Beamer wrote on Mar 11, 2013, 12:25:
There's almost definitely no reason why they couldn't handle it.
But coding something for a server and coding something for a home system tends to be very, very different. It isn't as simple as just flipping a switch.
If you never intended to turn off server-side calculations, why have someone put a few weeks into putting that ability in?
How, specifically, different?
Are you talking about the network traffic layer? Because if that's it, than the solution is simple - the game "server" runs as a service on your local desktop, receiving and sending traffic over the network layer, but simply sending & receiving on localhost.

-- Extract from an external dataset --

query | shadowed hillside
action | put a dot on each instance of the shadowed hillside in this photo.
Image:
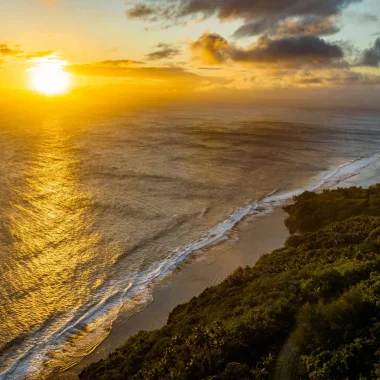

Are you saying that their is something different in how it is compiled? Modern servers aren't mystical mainframes with a different architecture than a desktop. Both are Von Neumann machines, using very similar CPU and memory architectures (often the same). Modern code is compiled to the processor, not the class (desktop, server). If it runs in one place, it will run in the other.
Are you saying that the code itself couldn't run a single instance, only many? Coding a system that scales to multiples of instances, must, by definition, work in a single instance. How else would the service spool up for the first player?
Maybe the server is written on a *nix server? That would throw a wrinkle in things.
Maybe their are server side only assets? Bundle them up and ship them out. Not terribly difficult.
About the only other thing I see here is that there might be a minimum spec here for either CPU or RAM to run the server "service", but as I've said on other posts that simply cannot be the case here. There is no financial model that would support the near monopoly of a modern server's CPU + RAM for a single $60 purchase.